演習や実習になると、手放しで楽しんでいるだけという訳にはいかず、新たなチャレンジが多くありました。演習では、これまで自分の得意手としてきたタイプのコミュニケーションを一旦手放して、ライティングやデザイン、プレゼンテーションなど、相手やテーマによってどのようにコミュニケーションするのが最も効果的なのか、使い分けていく視点を学びました。

そして実習では、ソーシャル・デザイン班の中で、2つのワークショップと1つの展示に取り組みました。ワークショップは「青写真」の作品制作をしてもらうことを軸に、子ども向けのサイエンスワークショップ「あおしゃしんをつくろう」と、大人向けの「空想植物図鑑」という、ターゲットの異なる2種類の企画を実施しました。いずれも、どこを企画の焦点とするのか掘り下げることによって企画の構造が都度変化し、自身がやっているダンスのワークショップと比べると、目的や企画のたて方がかなり緻密で、深い思考を必要としました。

(ワークショップの焦点をどこにするか、メンバーでたくさん話し合いました)

展示「ななめせんなめせん」では、自分たちが普段住んでいる「北海道」を、外の視点と中の視点から見つめてみることをテーマにしました。大枠は決まるものの、なかなか具体的な内容が決まらない状況を長く経験しましたが、一番決まらなかったのはタイトルで、1ヶ月くらい、タイトルについて話して話して、悩んだ末に、ふと出たアイディアが「ななめせんな めせん」でした。実際の展示には600人を超える来場者に来てもらうことができ、子どもから大人まで、展示を仲立ちにさまざまな人と交流することができました。こちらが投げかける視点によって、来場者から異なる反応が返ってくることがとても新鮮に感じました。

(展示「ななめせんなめせん」では、来場者と北海道にまつわるいろいろなお話をしました)
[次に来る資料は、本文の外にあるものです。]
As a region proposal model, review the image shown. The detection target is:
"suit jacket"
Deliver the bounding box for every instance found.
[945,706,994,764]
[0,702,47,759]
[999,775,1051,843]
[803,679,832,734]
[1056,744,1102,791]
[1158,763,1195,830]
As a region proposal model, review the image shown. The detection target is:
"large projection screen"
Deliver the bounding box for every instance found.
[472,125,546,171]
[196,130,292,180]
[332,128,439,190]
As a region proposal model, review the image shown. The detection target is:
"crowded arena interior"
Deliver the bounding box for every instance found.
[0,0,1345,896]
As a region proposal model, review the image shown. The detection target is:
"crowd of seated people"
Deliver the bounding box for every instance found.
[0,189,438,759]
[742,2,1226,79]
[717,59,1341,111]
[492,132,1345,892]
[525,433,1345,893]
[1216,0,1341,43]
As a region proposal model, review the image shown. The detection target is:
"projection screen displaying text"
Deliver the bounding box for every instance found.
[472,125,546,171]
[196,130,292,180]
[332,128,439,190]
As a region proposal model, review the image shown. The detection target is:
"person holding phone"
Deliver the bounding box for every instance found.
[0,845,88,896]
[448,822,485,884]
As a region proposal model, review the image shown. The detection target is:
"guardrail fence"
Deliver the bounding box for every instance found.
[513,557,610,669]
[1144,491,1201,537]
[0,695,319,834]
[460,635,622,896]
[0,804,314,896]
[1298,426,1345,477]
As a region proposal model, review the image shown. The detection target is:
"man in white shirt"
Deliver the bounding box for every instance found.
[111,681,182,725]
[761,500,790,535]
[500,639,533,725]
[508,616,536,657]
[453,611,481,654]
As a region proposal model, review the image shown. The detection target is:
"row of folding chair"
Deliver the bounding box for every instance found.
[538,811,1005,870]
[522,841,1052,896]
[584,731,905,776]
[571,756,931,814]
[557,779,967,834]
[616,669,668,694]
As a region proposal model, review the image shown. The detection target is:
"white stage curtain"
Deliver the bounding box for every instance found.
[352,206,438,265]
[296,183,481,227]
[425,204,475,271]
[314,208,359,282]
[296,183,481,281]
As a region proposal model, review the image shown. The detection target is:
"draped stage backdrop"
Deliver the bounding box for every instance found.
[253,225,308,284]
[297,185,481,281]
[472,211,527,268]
私自身は自然科学の専門家ではないこともあって、自分から積極的に科学の見地を元にしたような提案はできないと考えていたのですが、「科学と社会の接点」というテーマにもあるように、ダンスや身体表現など、自身の分野の専門性も「科学技術コミュニケーション」にいかせることができました。さまざまな専門性が関わり合うことがわかったのが、私のCoSTEPを通じた学びだったと思います。